Dejó mi mesa para el final. Seguramente le habían ordenado desarrollar toda la escena antes de acercarse a mí. Pensarían que de esa manera sería todo más convincente. Interiormente ardía en pensamientos, en relaciones por momento absurdas pero útiles. Llegué a la conclusión de que no los había encontrado en los medios, porque también éstos eran parte de la conspiración. De esa especulación, para pasar a darme cuenta de que en realidad nada estaba excluido de ésta, bastó un instante. Creo haber empezado a sudar ese suero frío que tantas veces me había acompañado. Asumí en segundos lo que tuve meses para comprender: la empresa me excedía, no podía llevarla a cabo solo, como todo lo demás. Eran demasiados, estaban en todo el mundo y en todos los tiempos. Era tan común verlos… que ya nadie los veía.
Ya en mi mesa, ensayó una tímida sonrisa que resultaba un odioso contraste con el resto de su representación. Quedó expectante de mí, como otrora había hecho su camarada. Sin embargo, a difrencia de aquél, no alargó la mano.
Decidí permanecer al acecho de sus movimientos. Sabía por aquellos viejos textos, que debía resguardar la defensa. Esperar y responder con rapidez a sus actos. La mantenía frente a mí respondiéndole con una sonrisa sulfurante, pero sin hacer movimiento alguno. No la había rechazado rápidamente como los otros en el salón. Pero tampoco mostraba señales de querer colaborar con su pretendida colecta. Con aquella táctica, parecía que había logrado inquietarla. Esa era una de mis intenciones.
A esa altura no me cabían dudas de que la primera impresión que tuve de ella era exacta. Su profesionalidad abrumaba. En un acto que reconocí como de improvisación, comenzó a darse la vuelta para irse. Sabía que intentaba provocar mi reacción, mas decidí al menos en eso, seguirle el juego.

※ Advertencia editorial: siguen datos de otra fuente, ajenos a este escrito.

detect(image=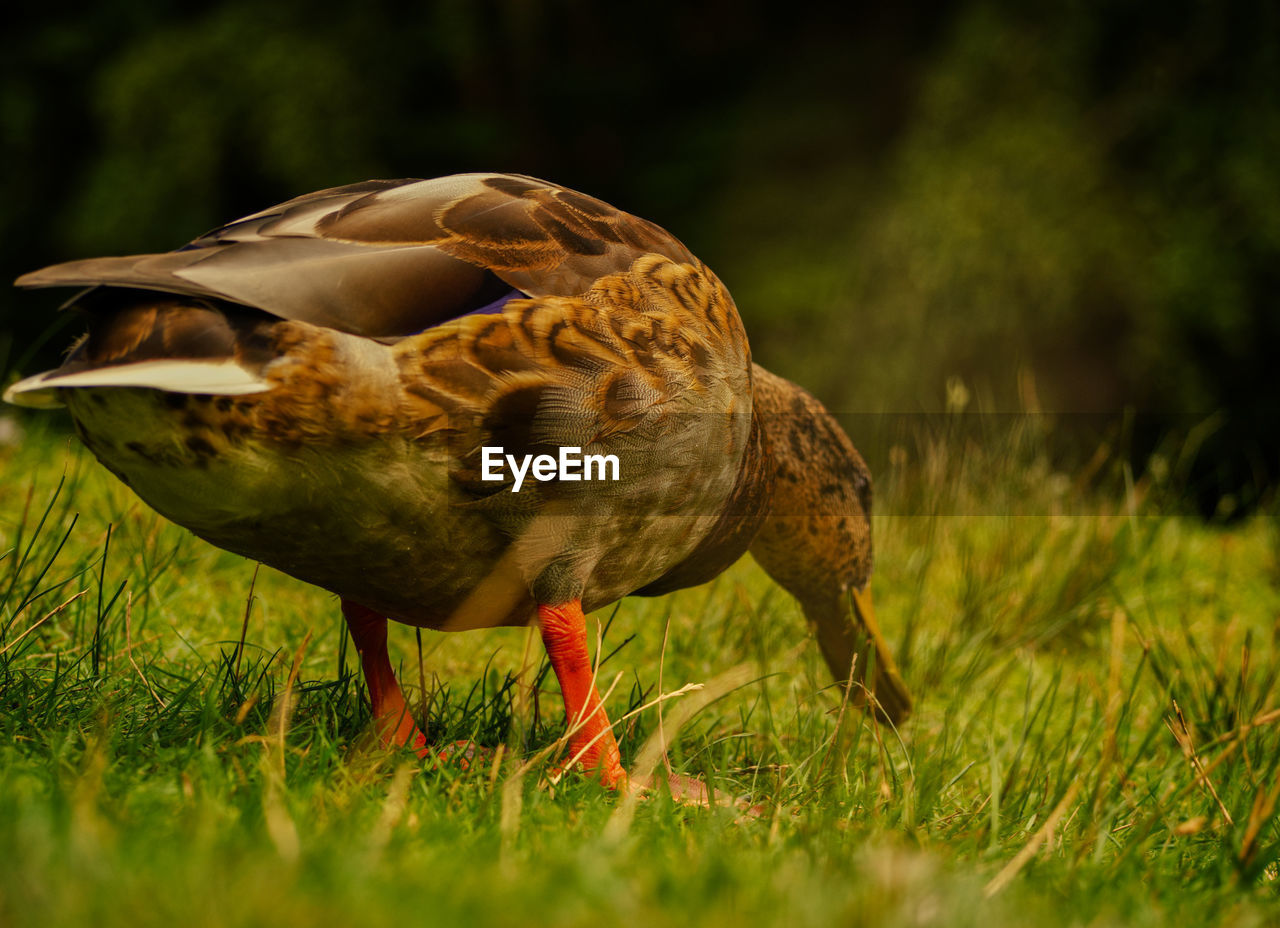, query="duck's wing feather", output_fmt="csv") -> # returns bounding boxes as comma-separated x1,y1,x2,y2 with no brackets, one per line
18,174,694,338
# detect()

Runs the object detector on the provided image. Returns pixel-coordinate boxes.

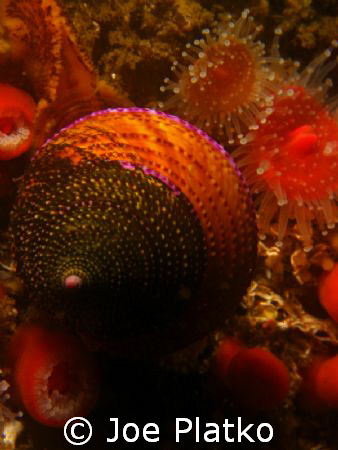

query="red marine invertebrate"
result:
[11,326,98,427]
[212,338,243,380]
[12,108,256,353]
[318,263,338,322]
[0,0,132,146]
[233,38,338,250]
[0,83,35,160]
[300,355,338,411]
[227,347,289,410]
[161,9,276,143]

- Esperá-, le dije. Se dio vuelta actuando con sorpresa y me dirigió una mirada cándida con sus ojos húmedos. - Sentate-, agregué, señalándole suavemente la silla que tenía enfrente.
Al principio dudó. Fue entonces cuando estuve seguro de que había logrado sacarla de su esquema original, y eso me hizo aventurarme a más. Los hechos harían mella nuevamente, en mi inocencia, después.

5 Insurreccion/es:
Excelente querido amigo...
Saludos.
Silvio
nuevamente recorriendo tus historías...!
impresionante! ya no tengo que decirlo ... un placer andar por aquí!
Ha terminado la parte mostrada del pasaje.